Wer die Wahl von Mitteln und Wegen regelmäßig kritisch überprüft und gute Lösungen durch bessere ersetzt, erspart sich mühselige Umwege und Wiederholungen.
7. Arroganz – Sich selbst zu wichtig nehmen
Sie haben also einen brillanten Lauf zwischen beruflichen und privaten Herausforderungen hingelegt, sich dabei niemals ernsthaft verletzt – jedenfalls nicht so sehr, dass Sie nicht mehr aufzustehen imstande waren? Gratulation!
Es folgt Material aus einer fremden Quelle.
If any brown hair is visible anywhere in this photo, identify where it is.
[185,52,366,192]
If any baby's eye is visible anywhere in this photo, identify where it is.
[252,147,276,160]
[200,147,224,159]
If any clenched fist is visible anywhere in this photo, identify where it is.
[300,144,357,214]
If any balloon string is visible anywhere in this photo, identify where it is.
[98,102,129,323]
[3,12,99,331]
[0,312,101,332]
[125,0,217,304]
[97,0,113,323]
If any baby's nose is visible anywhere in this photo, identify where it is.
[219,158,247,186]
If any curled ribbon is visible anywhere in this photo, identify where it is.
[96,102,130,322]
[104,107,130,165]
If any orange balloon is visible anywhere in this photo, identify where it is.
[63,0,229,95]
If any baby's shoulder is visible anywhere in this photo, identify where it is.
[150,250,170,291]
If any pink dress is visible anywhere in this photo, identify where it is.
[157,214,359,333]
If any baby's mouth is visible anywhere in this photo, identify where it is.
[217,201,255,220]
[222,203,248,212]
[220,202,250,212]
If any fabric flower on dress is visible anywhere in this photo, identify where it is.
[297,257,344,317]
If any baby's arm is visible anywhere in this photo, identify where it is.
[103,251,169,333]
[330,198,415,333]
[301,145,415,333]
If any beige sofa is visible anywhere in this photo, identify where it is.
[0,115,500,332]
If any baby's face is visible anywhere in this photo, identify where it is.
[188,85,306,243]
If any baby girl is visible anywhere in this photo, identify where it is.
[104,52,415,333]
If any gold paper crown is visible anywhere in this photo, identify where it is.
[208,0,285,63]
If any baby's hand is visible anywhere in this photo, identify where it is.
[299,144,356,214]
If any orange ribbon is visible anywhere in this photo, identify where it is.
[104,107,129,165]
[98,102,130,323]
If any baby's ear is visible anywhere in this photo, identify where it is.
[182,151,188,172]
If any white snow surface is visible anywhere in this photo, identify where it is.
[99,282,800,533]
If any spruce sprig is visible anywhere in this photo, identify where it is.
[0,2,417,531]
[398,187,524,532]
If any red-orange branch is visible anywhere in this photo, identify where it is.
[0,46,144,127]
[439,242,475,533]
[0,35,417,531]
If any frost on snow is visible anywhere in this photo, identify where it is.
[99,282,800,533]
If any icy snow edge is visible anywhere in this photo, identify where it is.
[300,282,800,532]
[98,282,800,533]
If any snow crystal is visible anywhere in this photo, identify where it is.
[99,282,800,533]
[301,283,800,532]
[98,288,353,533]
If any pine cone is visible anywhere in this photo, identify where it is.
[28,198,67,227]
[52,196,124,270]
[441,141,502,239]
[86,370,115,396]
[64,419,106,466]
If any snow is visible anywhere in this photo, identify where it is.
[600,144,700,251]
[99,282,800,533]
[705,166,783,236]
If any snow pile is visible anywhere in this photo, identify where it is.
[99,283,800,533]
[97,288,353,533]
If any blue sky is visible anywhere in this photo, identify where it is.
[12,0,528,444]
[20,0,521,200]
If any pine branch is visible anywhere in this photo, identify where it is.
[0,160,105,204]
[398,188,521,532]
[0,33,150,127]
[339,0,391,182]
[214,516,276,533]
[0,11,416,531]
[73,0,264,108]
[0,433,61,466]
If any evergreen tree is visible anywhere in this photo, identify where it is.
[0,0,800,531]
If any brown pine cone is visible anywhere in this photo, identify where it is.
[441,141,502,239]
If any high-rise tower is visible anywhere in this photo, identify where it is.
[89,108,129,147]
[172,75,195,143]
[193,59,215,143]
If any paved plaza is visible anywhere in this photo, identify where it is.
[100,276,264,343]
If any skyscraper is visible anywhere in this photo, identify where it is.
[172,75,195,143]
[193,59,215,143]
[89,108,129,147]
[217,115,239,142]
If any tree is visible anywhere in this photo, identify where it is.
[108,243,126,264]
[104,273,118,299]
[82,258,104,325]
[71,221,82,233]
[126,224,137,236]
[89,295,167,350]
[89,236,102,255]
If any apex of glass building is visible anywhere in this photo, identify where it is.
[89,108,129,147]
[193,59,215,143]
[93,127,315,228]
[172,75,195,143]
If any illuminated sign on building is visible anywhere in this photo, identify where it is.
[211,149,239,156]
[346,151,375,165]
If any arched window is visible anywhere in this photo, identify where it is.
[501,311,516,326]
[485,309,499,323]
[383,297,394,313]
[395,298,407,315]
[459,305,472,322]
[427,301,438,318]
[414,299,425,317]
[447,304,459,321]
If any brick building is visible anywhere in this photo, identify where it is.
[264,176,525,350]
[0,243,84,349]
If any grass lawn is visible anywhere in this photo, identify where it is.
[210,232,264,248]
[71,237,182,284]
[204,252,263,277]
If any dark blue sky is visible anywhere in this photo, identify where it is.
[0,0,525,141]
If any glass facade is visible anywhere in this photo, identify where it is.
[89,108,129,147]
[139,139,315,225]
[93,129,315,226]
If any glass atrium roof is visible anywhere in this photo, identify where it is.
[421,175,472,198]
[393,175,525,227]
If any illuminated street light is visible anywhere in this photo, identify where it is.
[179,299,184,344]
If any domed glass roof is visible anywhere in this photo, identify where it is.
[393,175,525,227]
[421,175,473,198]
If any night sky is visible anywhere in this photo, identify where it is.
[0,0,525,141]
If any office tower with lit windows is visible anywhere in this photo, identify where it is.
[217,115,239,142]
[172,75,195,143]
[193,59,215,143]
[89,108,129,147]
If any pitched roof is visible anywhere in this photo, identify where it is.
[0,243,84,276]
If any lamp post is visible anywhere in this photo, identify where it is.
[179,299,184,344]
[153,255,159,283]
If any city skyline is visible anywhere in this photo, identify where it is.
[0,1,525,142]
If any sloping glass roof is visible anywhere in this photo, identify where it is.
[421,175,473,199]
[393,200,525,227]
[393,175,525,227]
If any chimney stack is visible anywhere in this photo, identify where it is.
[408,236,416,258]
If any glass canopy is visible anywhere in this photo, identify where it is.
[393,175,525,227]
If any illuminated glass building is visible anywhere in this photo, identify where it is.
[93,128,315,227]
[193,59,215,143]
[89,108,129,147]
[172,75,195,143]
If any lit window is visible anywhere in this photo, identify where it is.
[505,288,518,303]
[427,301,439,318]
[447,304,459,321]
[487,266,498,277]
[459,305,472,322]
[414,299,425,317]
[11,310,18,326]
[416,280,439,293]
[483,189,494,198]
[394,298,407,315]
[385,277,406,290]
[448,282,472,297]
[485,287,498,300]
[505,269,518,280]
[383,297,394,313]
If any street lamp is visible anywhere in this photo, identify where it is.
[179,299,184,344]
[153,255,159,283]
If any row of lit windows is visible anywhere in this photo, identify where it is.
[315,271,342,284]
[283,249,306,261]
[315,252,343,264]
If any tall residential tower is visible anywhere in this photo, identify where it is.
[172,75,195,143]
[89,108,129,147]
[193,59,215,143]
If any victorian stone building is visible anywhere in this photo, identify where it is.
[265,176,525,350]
Wer sich dennoch den Respekt vor den Unwägbarkeiten des Lebens erhält, bleibt gerüstet für heftigere Stürme, die mitunter wie aus dem Nichts auftauchen.
Die hohe Kunst der Selbstreflexion
Die moderne Psychologie lässt uns wissen, dass ein erschreckend hoher Anteil unserer Handlungen weitgehend automatisierte Wiederholungen eingeübter Verhaltensmuster seien. So weit her sei es gar nicht mit unserer hoch geschätzten Selbstbestimmtheit.[nbsp]
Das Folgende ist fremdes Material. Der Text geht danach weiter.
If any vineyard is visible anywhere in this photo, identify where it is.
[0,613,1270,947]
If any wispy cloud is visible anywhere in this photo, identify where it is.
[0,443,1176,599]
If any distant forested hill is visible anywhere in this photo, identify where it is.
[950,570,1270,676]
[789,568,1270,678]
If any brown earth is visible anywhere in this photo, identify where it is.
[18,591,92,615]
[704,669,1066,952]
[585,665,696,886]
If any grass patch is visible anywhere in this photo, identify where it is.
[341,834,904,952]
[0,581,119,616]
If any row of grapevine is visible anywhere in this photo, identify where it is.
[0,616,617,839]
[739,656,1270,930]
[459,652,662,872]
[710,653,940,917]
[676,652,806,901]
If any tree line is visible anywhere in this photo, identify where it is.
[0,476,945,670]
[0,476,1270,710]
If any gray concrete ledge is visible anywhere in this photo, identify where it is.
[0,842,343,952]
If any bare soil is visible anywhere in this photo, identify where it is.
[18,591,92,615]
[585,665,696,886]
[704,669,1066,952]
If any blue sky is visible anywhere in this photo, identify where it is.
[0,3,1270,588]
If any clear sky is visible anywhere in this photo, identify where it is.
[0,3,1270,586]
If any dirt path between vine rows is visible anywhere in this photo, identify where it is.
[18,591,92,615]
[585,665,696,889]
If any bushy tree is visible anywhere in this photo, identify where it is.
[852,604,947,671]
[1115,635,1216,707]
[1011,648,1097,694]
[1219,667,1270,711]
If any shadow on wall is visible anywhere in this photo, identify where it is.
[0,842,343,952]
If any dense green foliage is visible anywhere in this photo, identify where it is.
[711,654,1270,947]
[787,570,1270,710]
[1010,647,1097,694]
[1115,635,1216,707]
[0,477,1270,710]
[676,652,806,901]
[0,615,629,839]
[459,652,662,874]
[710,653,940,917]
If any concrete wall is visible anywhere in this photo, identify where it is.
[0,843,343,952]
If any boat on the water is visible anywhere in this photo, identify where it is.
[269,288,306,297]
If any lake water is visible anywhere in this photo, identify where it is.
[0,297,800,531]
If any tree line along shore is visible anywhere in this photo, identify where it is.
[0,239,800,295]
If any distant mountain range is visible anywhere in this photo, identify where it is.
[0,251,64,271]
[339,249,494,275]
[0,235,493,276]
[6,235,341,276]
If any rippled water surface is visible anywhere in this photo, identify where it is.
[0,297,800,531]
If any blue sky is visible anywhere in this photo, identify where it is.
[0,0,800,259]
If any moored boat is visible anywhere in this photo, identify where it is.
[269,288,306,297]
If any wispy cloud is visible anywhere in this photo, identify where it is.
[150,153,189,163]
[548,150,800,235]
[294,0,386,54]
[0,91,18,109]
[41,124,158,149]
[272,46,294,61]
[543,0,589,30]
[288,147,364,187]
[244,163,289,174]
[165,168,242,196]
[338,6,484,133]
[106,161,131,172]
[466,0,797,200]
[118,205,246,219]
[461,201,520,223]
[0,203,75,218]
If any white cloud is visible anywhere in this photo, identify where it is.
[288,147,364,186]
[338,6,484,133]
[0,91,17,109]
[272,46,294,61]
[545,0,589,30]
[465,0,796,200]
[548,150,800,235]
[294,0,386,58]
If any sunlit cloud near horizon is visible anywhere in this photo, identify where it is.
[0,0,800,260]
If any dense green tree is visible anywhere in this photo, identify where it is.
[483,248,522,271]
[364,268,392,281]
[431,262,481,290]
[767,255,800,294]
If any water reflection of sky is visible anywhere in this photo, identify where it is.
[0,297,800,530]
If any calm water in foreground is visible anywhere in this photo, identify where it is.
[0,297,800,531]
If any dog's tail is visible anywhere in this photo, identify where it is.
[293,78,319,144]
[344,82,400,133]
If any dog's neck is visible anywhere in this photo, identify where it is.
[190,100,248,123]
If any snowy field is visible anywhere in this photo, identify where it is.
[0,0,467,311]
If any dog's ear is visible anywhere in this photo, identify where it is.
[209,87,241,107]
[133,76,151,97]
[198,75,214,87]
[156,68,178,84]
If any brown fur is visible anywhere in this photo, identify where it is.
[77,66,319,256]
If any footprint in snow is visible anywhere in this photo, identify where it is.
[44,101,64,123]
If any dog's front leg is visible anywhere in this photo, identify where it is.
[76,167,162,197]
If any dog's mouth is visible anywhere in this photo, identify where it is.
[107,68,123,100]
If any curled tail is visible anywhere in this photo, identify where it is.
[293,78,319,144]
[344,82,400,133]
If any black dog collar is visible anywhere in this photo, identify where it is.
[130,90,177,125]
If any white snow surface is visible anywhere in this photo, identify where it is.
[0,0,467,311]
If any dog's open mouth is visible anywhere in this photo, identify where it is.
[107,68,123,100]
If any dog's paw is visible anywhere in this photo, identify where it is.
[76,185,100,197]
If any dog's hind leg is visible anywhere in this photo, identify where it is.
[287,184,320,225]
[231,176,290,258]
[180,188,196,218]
Eine umso lohnenswertere, wenn auch nicht ganz triviale Herausforderung ist es, diesen Automatismen ein wenig auf den Zahn zu fühlen und sie dort, wo sie sich einfach als unangemessen erweisen, durch bessere Alternativen zu ersetzen.
Den eigenen Mustern auf die Schliche kommen – aber wie?
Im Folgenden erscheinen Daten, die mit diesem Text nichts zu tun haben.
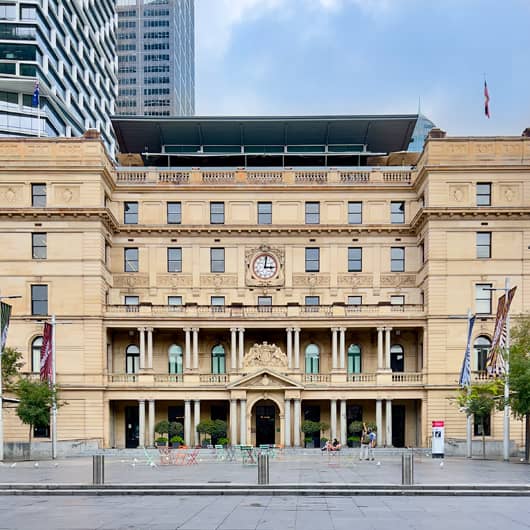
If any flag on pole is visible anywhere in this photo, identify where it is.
[0,302,11,353]
[484,79,490,118]
[486,287,517,377]
[31,79,40,107]
[458,315,475,387]
[40,322,53,383]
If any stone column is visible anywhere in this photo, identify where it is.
[339,328,346,370]
[293,328,300,370]
[340,399,348,447]
[230,328,237,372]
[375,399,383,446]
[239,399,247,445]
[184,399,191,447]
[238,328,245,370]
[385,399,392,447]
[331,328,338,370]
[329,399,337,441]
[146,328,153,369]
[184,328,191,370]
[191,328,199,370]
[283,399,291,447]
[285,328,293,370]
[377,328,384,370]
[230,399,237,445]
[138,399,145,447]
[293,399,302,447]
[193,399,201,445]
[147,399,155,447]
[138,328,145,370]
[385,328,392,370]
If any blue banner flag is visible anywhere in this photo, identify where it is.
[458,315,475,387]
[31,79,40,107]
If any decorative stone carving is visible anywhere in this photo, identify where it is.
[156,273,192,288]
[114,273,149,288]
[381,274,416,287]
[243,341,287,369]
[293,273,330,289]
[337,273,374,287]
[201,274,237,289]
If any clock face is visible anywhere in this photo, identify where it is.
[252,254,278,280]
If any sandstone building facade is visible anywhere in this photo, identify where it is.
[0,118,530,447]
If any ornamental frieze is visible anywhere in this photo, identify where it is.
[381,274,416,287]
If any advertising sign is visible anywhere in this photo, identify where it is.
[432,420,445,458]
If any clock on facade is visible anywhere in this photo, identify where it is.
[252,252,278,280]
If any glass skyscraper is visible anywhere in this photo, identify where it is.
[0,0,117,153]
[116,0,195,116]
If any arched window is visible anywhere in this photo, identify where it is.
[473,335,491,372]
[390,344,405,372]
[168,344,182,374]
[31,336,42,373]
[348,344,361,374]
[125,344,140,374]
[212,344,226,374]
[305,344,320,374]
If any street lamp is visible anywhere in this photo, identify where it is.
[0,295,22,462]
[484,278,510,461]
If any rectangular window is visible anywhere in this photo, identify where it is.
[123,202,138,225]
[477,182,491,206]
[305,248,320,272]
[348,295,363,306]
[167,248,182,272]
[305,202,320,225]
[477,232,491,258]
[210,248,225,272]
[348,247,363,272]
[167,296,182,306]
[123,248,138,272]
[167,202,182,225]
[210,202,225,225]
[348,202,363,225]
[475,283,492,315]
[390,247,405,272]
[31,184,46,208]
[390,201,405,224]
[31,285,48,315]
[390,294,405,305]
[258,202,272,225]
[125,295,140,305]
[31,233,47,259]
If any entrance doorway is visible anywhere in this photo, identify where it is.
[125,407,140,449]
[392,405,405,447]
[256,401,276,447]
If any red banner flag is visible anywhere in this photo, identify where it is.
[40,322,53,383]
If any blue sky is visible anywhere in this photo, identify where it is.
[195,0,530,136]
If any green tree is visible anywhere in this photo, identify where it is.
[15,379,59,456]
[509,317,530,462]
[456,379,504,458]
[2,347,24,392]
Dass man sie nicht so leicht erkennt, das haben blinde Flecken so an sich. Doch gibt es eine Reihe bewährter Ansätze, die weit mehr zu bieten haben als selbstverliebte Selfie-Nabelschau:
Unterschiedliche Impulse und Übungen zur eigenständigen Selbstreflexion, die obligatorische Selbstcoaching-App, ein begleitetes Coaching face-to-face, per Skype oder Telefon, umfassendere und längerfristige Angebote zur Selbsterfahrung bis hin zur Therapie.
Das Angebot ist vielfältig und die anbietenden Branchen bieten eine respektable Bandbreite an Erfahrungen und Expertise.
Selbstreflexion – Ein Ansatz mit Potenzial!
Vor Kurzem fand an der ETH Zürich eine höchst spannende Tagung über Leadership in Extremsituationen statt. Praxiserprobte Führungspersönlichkeiten aus Wirtschaft, Medizin, Wissenschaft, Militär und Politik berichteten über ihre Erfahrungen im Umgang mit eskalierenden Krisen und Katastrophen.
Das Resumée des Veranstalters: In diesem Bereich der Selbstreflexion liegt noch enormes Potenzial!
Allein: Den Willen, sich in die eigenen Tiefen vorzuwagen – den müssen wagemutige Seelen immer noch selbst aufbringen. Und das ist auch gut so.